Access doesn’t replace excellence. It enables it.


The Modern Patient Expectation (Whether We Like It or Not)

Patients compare healthcare to every other service in their life:

  • Same-day answers

  • Clear next steps

  • Easy scheduling

  • Transparent pricing

  • “Talk to a real human” options

Even when expectations are unrealistic, the underlying need is legitimate:

They want to feel safe. And safety, in a modern context, often means responsiveness.


The Physician Reality: Access Requires Design, Not Heroics

Many physicians try to “be accessible” by working harder:

  • more messages at night

  • more charting on weekends

  • more emotional labor with no system support

That’s not sustainable.

Real access comes from boundaries + structure + workflow.

Here are practical access upgrades that don’t require martyrdom:

1) Create a Response Promise (and keep it)

Patients don’t need instant replies—they need predictable ones.

  • “Same business day response”

  • “Within 24 hours”

  • “Urgent messages triaged within 2 hours”

Clarity reduces anxiety and reduces message volume.

2) Batch Communication Windows

Access doesn’t mean constant interruption.

  • 2–3 daily “communication blocks”

  • templated responses for common issues

  • team triage where appropriate

You stay responsive without losing your brain all day.

3) Upgrade Scheduling for Real Life

January brings flares, infections, anxiety, meds questions, and chronic issues that need course correction.If your schedule can’t accommodate that, patients will go elsewhere.

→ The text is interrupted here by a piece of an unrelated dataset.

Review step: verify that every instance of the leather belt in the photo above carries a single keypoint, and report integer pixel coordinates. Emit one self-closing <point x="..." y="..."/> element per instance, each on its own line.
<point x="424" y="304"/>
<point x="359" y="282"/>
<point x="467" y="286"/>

  • keep a few same/next-day slots

  • offer quick 10–15 minute “course correction” visits

  • allow virtual touchpoints when appropriate

4) Simplify the Path to “Next Steps”

Patients get stuck when they don’t know what to do next.A simple framework helps:

  • “Here’s what we’re watching”

  • “Here’s what would change the plan”

  • “Here’s when I want to hear from you”

This reduces “random” messages because now patients understand thresholds.

The Bigger Point: Model of Care Shapes Access

Many physicians are realizing something uncomfortable but freeing:

You can’t provide modern access inside a model that punishes time and rewards volume.

That’s why we’re seeing growth in:

  • DPC and membership practices

  • smaller panels

  • hybrid models

  • more team-based care and better triage systems

  • transparent pricing and fewer billing obstacles

This isn’t about trends—it’s about physics:

  • more time per patient = better access

  • fewer administrative barriers = faster care

  • continuity = less chaos


Radiant Health Month Challenge

Access doesn’t have to mean “always on.” It means thoughtfully available.

CTA: This week, choose one access upgrade:

  • define a response promise

  • create a daily message block

  • add 2–3 rapid-access slots per week

  • write a simple “when to contact us” guideline for patients

Small access improvements create disproportionate results—for patients and for physician sanity.